Pozzo Dei Giganti, altro brano oceanico con i suoi 9:46, comincia molto lenta, sui suoni di chitarra e ancora di batteria, e anche qui la voce entra a brano decisamente avviato. E alla calma apparente si sostituisce quasi subito la rabbia incontrollabile, in questo pezzo le urla sono quelle più devastanti, ma i tempi dilatati danno nuovamente tregua all’ascoltatore con il ritorno della quiete dopo la tempesta ma prima della successiva. Che, fatalmente, arriva. Un bel contrasto sta semplicemente nel verso «Sussurrato» cantato in un modo che tutto è fuorché, appunto, sussurrato. Altri, lunghissimi, assoli, fino al ritorno della voce e a un finto finale intorno ai 7:30, poi però si ricomincia più furiosi di prima per altri due minuti e più di caos sonico, con due voci a rubarsi la scena e la chiusura in dissolvenza.
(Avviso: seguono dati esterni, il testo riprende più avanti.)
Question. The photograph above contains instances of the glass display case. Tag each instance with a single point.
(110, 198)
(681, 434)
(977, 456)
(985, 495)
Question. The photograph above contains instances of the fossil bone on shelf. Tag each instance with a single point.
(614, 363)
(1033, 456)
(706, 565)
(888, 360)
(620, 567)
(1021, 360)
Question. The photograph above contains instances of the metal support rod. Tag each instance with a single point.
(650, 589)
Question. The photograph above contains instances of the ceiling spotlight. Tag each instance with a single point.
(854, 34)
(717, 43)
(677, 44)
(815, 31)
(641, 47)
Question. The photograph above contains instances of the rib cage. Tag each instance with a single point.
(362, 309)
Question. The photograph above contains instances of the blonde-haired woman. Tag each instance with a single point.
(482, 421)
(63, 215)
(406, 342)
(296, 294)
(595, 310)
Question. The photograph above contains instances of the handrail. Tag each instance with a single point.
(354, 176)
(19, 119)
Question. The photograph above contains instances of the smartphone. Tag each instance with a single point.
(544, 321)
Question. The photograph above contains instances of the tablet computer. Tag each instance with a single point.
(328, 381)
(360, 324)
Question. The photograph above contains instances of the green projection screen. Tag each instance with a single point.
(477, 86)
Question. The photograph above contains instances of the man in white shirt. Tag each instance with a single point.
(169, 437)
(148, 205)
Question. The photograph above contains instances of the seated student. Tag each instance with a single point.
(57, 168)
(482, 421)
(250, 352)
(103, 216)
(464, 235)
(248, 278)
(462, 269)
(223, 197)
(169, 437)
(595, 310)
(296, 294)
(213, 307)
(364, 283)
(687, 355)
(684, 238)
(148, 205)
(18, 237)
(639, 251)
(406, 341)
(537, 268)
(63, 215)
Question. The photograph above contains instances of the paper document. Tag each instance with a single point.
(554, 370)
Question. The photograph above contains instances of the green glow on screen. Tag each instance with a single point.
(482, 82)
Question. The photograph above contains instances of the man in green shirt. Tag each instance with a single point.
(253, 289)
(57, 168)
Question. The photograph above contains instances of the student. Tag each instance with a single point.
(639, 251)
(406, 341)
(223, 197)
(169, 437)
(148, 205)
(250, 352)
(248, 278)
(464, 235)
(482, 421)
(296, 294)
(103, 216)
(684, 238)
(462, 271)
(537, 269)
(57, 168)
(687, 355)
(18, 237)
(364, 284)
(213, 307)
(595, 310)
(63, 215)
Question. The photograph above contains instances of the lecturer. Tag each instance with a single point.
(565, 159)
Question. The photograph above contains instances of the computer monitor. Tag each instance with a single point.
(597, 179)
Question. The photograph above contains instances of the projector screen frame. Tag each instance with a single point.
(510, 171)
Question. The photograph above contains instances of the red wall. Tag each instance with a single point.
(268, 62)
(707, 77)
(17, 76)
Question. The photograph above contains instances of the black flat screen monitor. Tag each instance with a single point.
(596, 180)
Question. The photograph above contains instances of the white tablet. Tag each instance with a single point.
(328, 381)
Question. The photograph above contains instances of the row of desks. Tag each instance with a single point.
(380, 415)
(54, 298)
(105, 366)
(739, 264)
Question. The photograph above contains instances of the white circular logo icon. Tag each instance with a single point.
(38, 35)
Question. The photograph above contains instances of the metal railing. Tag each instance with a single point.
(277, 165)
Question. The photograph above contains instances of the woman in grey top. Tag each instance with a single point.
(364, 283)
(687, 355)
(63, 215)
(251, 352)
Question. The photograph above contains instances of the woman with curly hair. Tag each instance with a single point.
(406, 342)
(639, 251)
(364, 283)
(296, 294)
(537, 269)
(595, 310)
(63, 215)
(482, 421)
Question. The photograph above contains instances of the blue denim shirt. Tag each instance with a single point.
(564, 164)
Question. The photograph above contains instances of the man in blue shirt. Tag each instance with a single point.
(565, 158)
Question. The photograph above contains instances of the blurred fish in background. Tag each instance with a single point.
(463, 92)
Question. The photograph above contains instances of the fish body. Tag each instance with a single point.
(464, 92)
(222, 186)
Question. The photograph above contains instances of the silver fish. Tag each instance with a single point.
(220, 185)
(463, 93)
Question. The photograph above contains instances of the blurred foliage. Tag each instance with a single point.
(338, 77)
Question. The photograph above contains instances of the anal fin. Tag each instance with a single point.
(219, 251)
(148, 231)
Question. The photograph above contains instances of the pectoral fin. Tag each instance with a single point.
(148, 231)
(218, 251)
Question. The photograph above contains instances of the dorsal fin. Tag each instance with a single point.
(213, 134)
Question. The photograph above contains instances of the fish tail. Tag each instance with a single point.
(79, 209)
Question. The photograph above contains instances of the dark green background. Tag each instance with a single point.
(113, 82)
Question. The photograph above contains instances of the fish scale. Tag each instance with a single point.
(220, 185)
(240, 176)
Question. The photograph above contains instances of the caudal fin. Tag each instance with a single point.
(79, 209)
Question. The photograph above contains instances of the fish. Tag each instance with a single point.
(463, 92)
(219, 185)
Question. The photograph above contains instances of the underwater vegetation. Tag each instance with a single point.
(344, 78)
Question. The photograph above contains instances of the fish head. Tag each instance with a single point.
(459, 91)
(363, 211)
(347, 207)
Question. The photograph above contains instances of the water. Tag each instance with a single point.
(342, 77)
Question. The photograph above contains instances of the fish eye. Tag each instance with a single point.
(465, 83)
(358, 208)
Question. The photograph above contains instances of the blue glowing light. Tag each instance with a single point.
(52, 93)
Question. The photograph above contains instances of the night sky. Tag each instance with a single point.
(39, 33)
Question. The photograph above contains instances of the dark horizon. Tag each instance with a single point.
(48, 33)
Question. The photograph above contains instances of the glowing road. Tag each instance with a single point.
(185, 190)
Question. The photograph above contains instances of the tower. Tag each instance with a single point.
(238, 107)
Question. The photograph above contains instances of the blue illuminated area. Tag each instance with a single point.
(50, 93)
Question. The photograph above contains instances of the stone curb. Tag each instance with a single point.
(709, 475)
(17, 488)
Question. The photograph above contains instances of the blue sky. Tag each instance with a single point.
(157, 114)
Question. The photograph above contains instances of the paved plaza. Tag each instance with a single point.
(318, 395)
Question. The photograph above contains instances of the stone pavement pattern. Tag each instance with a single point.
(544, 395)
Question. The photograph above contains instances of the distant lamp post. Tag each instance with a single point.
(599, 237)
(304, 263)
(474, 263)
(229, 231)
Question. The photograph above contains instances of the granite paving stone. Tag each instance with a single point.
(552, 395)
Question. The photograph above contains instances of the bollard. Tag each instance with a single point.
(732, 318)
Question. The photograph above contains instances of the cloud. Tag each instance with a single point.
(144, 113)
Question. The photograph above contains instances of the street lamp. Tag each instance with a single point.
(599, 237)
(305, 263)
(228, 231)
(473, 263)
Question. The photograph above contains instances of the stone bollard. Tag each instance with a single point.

Il Valore Delle Cose parte come i Metallica del Black Album, con la bella aggiunta dell’armonica. La voce è pacata, sembra immersa nella malinconia di fondo che pervade il brano. Le lyrics sono le mie preferite: «Ci deve esser qualcosa nell’aria che ci stordisce e ci rende felici di essere persone comuni». Poi comincia un grunge-rock triste con un assolo di scuola John Frusciante, e di nuovo lo strumentale, con in evidenza il ranocchio («Un piccolo strumento a percussione in legno, cavo, che ha appunto la forma dell’animale da cui prende il nome». Mi sono di nuovo rifatto alla spiegazione di Marco). «Il valore delle cose si nasconde dietro parole», canta con la voce rotta Stefano. Ancora assoli (il fatto che io, a parole, sia costretto a ripetere sempre quel termine specifico, è inversamente proporzionale alla varietà e bellezza dei vari stacchi presenti).
Incomprensione è il “fulmine” dell’album: 2:46 di grunge sporcato da distorsioni soniche, con voce in stereo, che urla prima di qua, poi di là, poi canta tutto veloce e concatenato, di nuovo assolo (più breve, certo) sullo strumentale, poi si torna sui 4/4 e alla fine urlo e chiusura ultrasbrigativi.
Casa Di Periferia, oltre a essere la degna conclusione di un album come questo (odissea infinita di quasi undici minuti), è poi il pezzo più genuinamente metal, con un riff pesante e assoli puramente stilistici, molto lunghi e fatti di note tendenzialmente molto acute, tanto che il suono si affila così tanto da diventare a tratti disturbante: ma del resto è il tono di questa ultima canzone a essere ripetitivo, ossessivo. E ancora assolo anche di batteria, accompagnati dalle distorsioni devastanti delle chitarre, verso i cinque minuti, fase in cui la canzone sembra già poter finire in qualunque momento: il caos sonoro si spande, si affievolisce e riprende come in L.A. Blues (The Stooges), e la sensazione generale è che le chitarre, più che essere suonate, stiano venendo sfregate contro gli amplificatori, mentre la batteria va ormai per conto suo. E, dopo tutto, la canzone (e con lei l’album) si chiude, morendo sulla chitarra che stride sull’ultima nota, ma ci si rende conto solo nel momento in cui si rimane da soli, in silenzio, che quello che resta non è proprio silenzio, è piuttosto un rumore di fondo.